Human primates are emotional creatures. We’re very fancy monkeys, but peel away the layers of education, technology, and civility and what remains is pretty consistent with apes and simians in the wild. We can do better; we have reason and choices, free will and opportunities for willful change and willful growth. There are verbs involved, and a commitment to making better choices. This morning I face myself in the mirror in an honest way, and I ask a new question…”What does it take to become metaphorically teflon-coated, vaccinated against OPD, and is the wiser choice to recognize when I’ve simply had enough?” We are each having our own experience. There are some experiences I don’t care to have – and I have the choice not to accept them. I can change my own behavior, my own actions, my choices… what does taking care of me, and meeting my own needs over time require of me, as an adult woman with considerable experience?

Today is a new day.
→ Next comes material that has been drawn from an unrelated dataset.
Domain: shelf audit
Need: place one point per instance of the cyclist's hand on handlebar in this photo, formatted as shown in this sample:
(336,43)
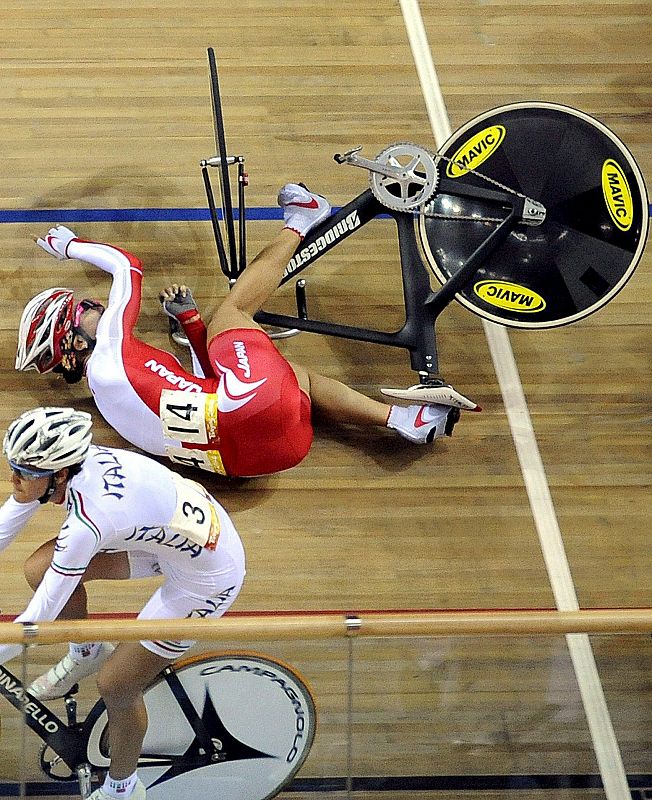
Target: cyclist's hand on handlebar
(56,241)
My coffee is hot and tasty, and I slept well and deeply, waking refreshed and content with myself. In spite of the topic, and this morning’s content, I am myself in a very good place. I am saddened by how often I have chosen, on other days, to become mired in someone else’s experience. This morning, I smile and think “Not my circus, not my monkeys.” This morning I meditate on love, gratitude, and making good choices.

If you are someone who feeds on drama, loves to foster drama, and invests emotionally in turmoil and confrontation, please at least consider that we don’t all thrive on that, or feed on it, and we don’t all find it pleasant, desirable, routine, or necessary. If you could take a moment to consider… but… isn’t that part of the issue in the first place? I guess you’ll find your own way. You, too are having your own experience, and it’s yours; you can build it of whatever stuff you value, yourself. Those are your choices, not mine.  I’ll just be right over here… choosing something different and enjoying my experience.

Days end. Days begin. Where will you take yourself on your journey today? What will you choose for yourself?

Days end. Days begin. Where will you take yourself on your journey today? What will you choose for yourself?

Today is a good day to treat myself and others well. Today is a good day to be kind. Today is a good day for compassion. Today is a good day to love. Today is a good day to be the change I wish to see in the world, and to welcome the best of who I can be with open arms and no reservations. Today, every day, every moment, love is what matters; choosing it is still a choice, and there is still a verb involved.